Nizam Ahmed
Chinese and Indian manufacturers and exporters, mainly dealing in apparels, are eyeing Bangladesh as the most ideal destination for relocation of investment to cope up with the growing labour costs in their respective countries, industry sources said on Thursday.
Manufacturers of apparels, footwear, toys etc., of the two emerging Asian economic powers still find Bangladesh as a viable, potential location for their operations, in spite of its problems of power shortage, political instability and other related problems, says a KPMG report.
The U.K.-based KPMG is a global network of professional firms, providing audit, tax and advisory services to industrial and commercial clients.
Labour costs have been rising in both China and India, which most recently announced duty -and quota-free imports of Bangladesh
garment products to keep apparels affordable for most of their people, trade bodies said.
Imports from Bangladesh will ease apparel prices at least by 20 per cent, a recent report of the New Delhi-based Confederation of Indian Textile Industry (CITI) said.
The Indian government's decision in early September to allow duty-free access to 46 apparel products from Bangladesh could also hasten the migration of the Indian apparel industry, from Chennai, Mumbai and Hariyana, traders said.
The government in Beijing is also encouraging low value-added and highly-polluting companies to move out of the heavily industrialized Pearl Delta region, freeing up increasingly expensive land for more sophisticated businesses, KPMG said.
China and India are the two greatest trade partners of Bangladesh, dealing annual business worth of over $4.5 billion and $3.5 billion respectively.
"Several firms from India and China, mainly from garment sector have initiated preliminary works to set up relevant industry in Bangladesh, and it is expected that they will register their initiatives if they find proposed investment viable," Tauhidur Rahman, a director, of Board of Investment (BoI) told the FE.
India so far invested nearly $600 million in Bangladesh, in different sectors including ready-made garments (RMG), he said.
"If we could provide better infrastructure for quicker movement of goods, uninterrupted power for mass production, and other logistic supports, large investment from, China, India and even South Korea could be possible," Prof. Mustafizur Rahmna, executive director of the Centre for Policy Dialogue (CPD) told the FE.
"Only cheap labour cost may attract some smaller firms with small fund, and not large foreign direct investment (FDI)," the head of the think-tank - CPD, said.
However, the Indian firms might choose Bangladesh for more investment in garment sector to reap the fruit of duty and quota free access to India and the European markets, Prof. Rahman added.
For lack of required facilities, the annual flow of foreign direct investment (FDI) to Bangladesh is still less than a billion dollar as compared with $188 billion in China and $25 billion in India, Prof.

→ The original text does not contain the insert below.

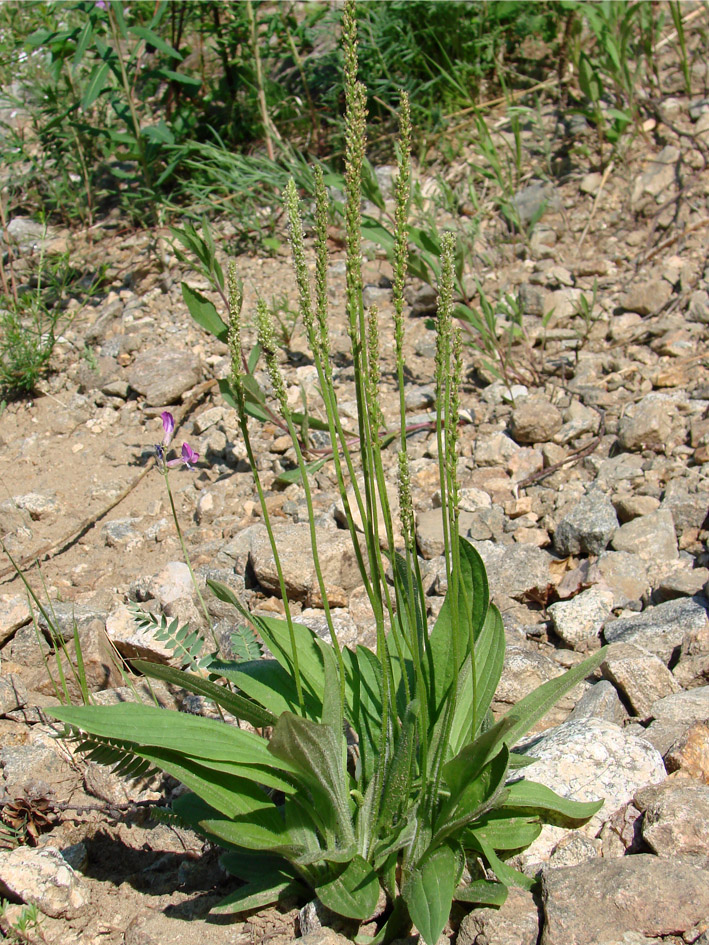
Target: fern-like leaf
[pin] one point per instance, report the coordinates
(187, 646)
(120, 756)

Rahman said.
Indian garment exporters, facing rising costs and declining sales, are likely to shift factories to Bangladesh, in spite of poor infrastructure, lax security, frequent power outage to benefit from wages that are one-third of that, it India, traders said.
"The overall manufacturing costs in Bangladesh are 60 per cent of those in India," said a data of the CITI.
"Over the past decade, apparel-makers in India-and now even China, the world's top garment exporter-have been steadily losing share in this labour-intensive business to Bangladesh," the Indian trade group said.
Bangladesh garment factories pay a minimum wage of some Taka 3,500 per month to each worker, officials of Bangladesh Garment Manufacturers and Exporters Association (BGMEA) said.
There are more than 5,000 garment factories in Bangladesh, employing some 3.5 million workers, mainly women, the BGMEA said.
The average wage of garment workers is $200 a month in India and $150 in China, CITI said.
"With a 4.5% share in world garment exports, Bangladesh has overtaken India, which has a 3.5% share," said CITI.
Bangladesh garment exports constitutes more than 75 per cent of the country's some $23 billion annual exports, the BGMEA said.
Abdus Salam Morshedy, president of Bangladesh Exporters Association said: "Indian investment in textiles, IT, jute spinning, jewellery and service sectors are most welcome."
He however said the garment sector had been saturated and it was running 20 per cent short of the required labour force. "India should invest in sectors in which we are weak," Morshedy, a former president of the BGMEA, said.